I socialdemocratici della Spd e i Verdi, in corsa anche loro per la cancelleria con i candidati Olaf Scholz, attuale ministro delle finanze, e Annalena Baerbock, sono di altro avviso: basta col dogma dell’austerità, accento invece sugli investimenti. La possibilità però di dare vita dopo il voto il 26 settembre a una coalizione di governo senza la Cdu-Csu è tutta da vedere. Al momento Laschet, che ha infilato a sua volta una serie di errori, è penalizzato nei sondaggi (addirittura ultimo nei consensi nel confronto personale con gli altri due candidati: terzo dopo Scholz e la Baerbock) ma l’Unione Cdu-Csu resta il primo partito nelle intenzioni di voto dei tedeschi e alle urne contano i voti dei partiti, non i nomi.
Per Lucke ”il nuovo governo tedesco non sarà forte”. Sia che il cancelliere sarà Laschet. Sia, ancor più, se sarà Scholz (risalito nei sondaggi) o la Baerbock (crollata per una serie di errori: curriculum abbellito, sospetto di plagio e sciatterie varie). “Sarebbero costretti a formare una coalizione semaforo (verde-rosso-giallo) con i liberali (Fdp) e sarebbe un governo ancora più debole perché condizionato dagli estremisti di destra (AfD) e di sinistra (Linke)”.
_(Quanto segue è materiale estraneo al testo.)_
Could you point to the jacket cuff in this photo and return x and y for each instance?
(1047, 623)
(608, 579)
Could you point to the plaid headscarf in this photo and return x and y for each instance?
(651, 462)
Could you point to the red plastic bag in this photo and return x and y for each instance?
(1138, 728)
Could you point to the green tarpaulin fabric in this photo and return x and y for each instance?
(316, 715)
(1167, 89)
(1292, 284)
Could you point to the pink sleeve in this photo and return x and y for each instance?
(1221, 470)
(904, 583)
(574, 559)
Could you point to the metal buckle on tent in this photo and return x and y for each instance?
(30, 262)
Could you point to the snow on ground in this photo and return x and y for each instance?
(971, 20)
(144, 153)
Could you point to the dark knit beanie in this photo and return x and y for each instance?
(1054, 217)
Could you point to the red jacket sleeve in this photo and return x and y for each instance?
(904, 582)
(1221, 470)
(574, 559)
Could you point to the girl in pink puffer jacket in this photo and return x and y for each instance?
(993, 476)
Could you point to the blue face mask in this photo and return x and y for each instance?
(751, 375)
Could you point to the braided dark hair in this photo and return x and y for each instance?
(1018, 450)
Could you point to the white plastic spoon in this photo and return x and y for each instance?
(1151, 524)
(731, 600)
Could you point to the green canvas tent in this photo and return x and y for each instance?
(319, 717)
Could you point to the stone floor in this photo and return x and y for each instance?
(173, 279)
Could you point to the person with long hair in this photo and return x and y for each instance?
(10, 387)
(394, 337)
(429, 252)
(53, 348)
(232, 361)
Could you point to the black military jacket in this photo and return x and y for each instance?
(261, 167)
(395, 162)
“Se Laschet diventa cancelliere il binomio Schäuble-Merkel diventerà Laschet-Merz” (Friedrich Merz, esperto di finanza, candidato alla cancelleria battuto per un soffio da Laschet, e molto forte nell’ala conservatrice Cdu), sia che Merz diventi ministro delle finanze o capogruppo al Bundestag (nel caso alle finanze ci vada il Verde Robert Habeck). Prevedibile uno scontro nel governo sulla ‘Schuldenunion’ (Unione del debito): “Il partito dei nemici dell’inflazione sarà più forte, ciò renderà le cose più difficili per Draghi”.
Altro tema sarà la sostenibilità: con i Verdi in una futura coalizione di governo l’accento sarà su una politica preventiva, interventista dello Stato su clima, ambiente, salute. Se sarà invece la Cdu-Csu a guidare il prossimo governo, “l’accento sulla sostenibilità sarà in senso neoliberale o neoconservatore: economia, Stato snello, e allora non vedo quale possa essere un ponte con l’Italia”. La disponibilità della Germania aumenterà con una politica ecologica sostenibile, di buoni investimenti e riforme su giustizia, fisco, digitale, competizione, innovazione, burocrazia. “Altrimenti”, dice Lucke, “si rafforzerà la fazione dei falchi contrari a fare debito” e le forze centrifughe in Europa aumenteranno la pressione.
“Molto dipenderà da Draghi, se saprà gestire le risorse in arrivo dall’Europa: in un certo senso sarebbe auspicabile che assumesse un ruolo importante in Europa, ma è cruciale se riuscirà a mettere l’Italia sulla strada giusta”. In caso contrario, se la gestione dei fondi del Pnrr, il piano nazionale di ripresa e resilienza, dovesse fallire, l’idea di un Draghi “dominus” in Europa rischierebbe di rimanere un pio desiderio.